I am developing a Python add-on and I am trying to specify a _time composed by two JSON fields lastTstamp and lastDate in the index time. Therefore, the extraction is getting a different and wrong timestamp.

JSON input:
{    
   lastTstamp: 15:32:02Z    
   lastDate: 2015-10-23        
   id: a4ec1ba0-ab74-11e6-a19f-0a7e67dda05f    
   status: new
}

event output: _time: 2015-11-18T05:55:58.000+00:00

So far I tried two approaches:
1st approach: Using helper.new_event + ew.write_event(event)

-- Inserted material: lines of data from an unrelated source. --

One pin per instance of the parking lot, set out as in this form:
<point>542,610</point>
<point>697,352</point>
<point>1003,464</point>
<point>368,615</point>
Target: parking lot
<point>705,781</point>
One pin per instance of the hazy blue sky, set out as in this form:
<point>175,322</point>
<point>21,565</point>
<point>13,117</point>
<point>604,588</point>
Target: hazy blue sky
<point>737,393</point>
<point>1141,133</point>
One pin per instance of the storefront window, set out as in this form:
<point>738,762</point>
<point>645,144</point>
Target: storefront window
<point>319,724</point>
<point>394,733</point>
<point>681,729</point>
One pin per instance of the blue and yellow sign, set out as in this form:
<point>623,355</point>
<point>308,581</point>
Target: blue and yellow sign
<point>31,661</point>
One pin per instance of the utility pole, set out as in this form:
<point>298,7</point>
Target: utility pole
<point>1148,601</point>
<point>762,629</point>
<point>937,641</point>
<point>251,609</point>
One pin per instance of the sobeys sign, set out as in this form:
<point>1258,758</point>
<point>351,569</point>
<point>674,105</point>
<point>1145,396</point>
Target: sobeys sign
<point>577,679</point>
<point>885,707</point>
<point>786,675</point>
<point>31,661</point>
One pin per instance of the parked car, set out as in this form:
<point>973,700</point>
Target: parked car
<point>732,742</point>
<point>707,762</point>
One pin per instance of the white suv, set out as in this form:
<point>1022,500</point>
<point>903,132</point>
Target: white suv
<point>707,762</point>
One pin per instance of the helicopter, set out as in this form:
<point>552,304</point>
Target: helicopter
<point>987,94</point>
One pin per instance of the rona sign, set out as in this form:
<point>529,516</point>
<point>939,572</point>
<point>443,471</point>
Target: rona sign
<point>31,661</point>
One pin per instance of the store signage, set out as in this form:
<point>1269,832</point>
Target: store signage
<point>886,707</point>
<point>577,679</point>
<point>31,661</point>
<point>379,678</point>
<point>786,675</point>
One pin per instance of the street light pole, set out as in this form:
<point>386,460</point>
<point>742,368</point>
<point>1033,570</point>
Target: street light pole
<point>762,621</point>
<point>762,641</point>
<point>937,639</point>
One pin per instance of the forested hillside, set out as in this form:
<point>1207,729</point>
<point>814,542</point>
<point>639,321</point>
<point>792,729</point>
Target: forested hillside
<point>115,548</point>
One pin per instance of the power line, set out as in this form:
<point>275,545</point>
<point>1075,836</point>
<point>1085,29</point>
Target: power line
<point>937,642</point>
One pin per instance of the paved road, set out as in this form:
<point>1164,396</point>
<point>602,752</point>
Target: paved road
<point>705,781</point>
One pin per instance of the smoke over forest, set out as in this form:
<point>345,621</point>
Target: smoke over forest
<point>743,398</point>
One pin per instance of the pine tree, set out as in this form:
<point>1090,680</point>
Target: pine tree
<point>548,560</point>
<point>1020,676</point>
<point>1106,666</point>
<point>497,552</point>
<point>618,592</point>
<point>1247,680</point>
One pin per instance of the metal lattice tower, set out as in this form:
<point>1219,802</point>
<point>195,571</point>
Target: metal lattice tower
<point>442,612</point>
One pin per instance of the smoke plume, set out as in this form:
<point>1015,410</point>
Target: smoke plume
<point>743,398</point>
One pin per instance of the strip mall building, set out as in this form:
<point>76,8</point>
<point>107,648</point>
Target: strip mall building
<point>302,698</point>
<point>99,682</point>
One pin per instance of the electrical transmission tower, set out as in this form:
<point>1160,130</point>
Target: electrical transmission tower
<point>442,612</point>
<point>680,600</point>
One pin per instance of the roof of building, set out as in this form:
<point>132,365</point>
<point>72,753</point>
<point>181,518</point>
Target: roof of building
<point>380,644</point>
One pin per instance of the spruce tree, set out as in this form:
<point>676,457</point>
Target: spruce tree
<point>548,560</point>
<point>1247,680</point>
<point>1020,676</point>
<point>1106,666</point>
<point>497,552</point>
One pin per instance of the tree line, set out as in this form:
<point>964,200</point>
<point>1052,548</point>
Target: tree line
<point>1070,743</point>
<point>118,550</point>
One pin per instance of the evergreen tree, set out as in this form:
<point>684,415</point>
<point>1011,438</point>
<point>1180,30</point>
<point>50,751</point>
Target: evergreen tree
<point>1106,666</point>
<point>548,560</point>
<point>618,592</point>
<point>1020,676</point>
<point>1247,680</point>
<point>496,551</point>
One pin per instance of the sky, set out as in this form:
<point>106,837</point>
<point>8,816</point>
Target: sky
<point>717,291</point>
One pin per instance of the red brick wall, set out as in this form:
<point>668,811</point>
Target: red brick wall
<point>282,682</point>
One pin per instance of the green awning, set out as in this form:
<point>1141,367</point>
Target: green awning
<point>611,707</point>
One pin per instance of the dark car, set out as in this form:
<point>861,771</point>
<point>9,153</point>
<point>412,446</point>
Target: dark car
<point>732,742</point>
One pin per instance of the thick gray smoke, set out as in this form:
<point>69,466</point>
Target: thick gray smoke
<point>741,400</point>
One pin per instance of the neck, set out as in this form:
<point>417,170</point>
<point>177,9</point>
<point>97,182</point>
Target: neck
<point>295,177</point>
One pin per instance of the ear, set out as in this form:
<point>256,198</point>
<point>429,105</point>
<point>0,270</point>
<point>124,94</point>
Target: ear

utc_dt = datetime.strptime(data_json['lastDate'] + 'T' + data_json['lastTstamp'], '%Y-%m-%dT%H:%M:%SZ')

event = helper.new_event(time=time.mktime(utc_dt.timetuple()),
                                     source=helper.get_input_type(),
                                     index=helper.get_output_index(),
                                     sourcetype=helper.get_sourcetype(),
                                     data=json.dumps(data_json))
ew.write_event(event)

2nd approach: Edit props.conf and transforms.conf

transform.conf:

[alert_time]
REGEX = 'lastDate': u'(\d{4}-\d{2}-\d{2}).*lastTstamp': u'(\d{2}:\d{2}:\d{2})
FORMAT = $1T$2.000+00:00
DEST_KEY = _time

props.conf:

 [json_alert]
KV_MODE = json
SHOULD_LINEMERGE = 0
category = Splunk App Add-on Builder
pulldown_type = 1
TRANSFORMS-datetime = alert_time`

I some cases a time zone difference is expected as normal, but as depicted in the example above, there is a huge gap between input and output timestamp.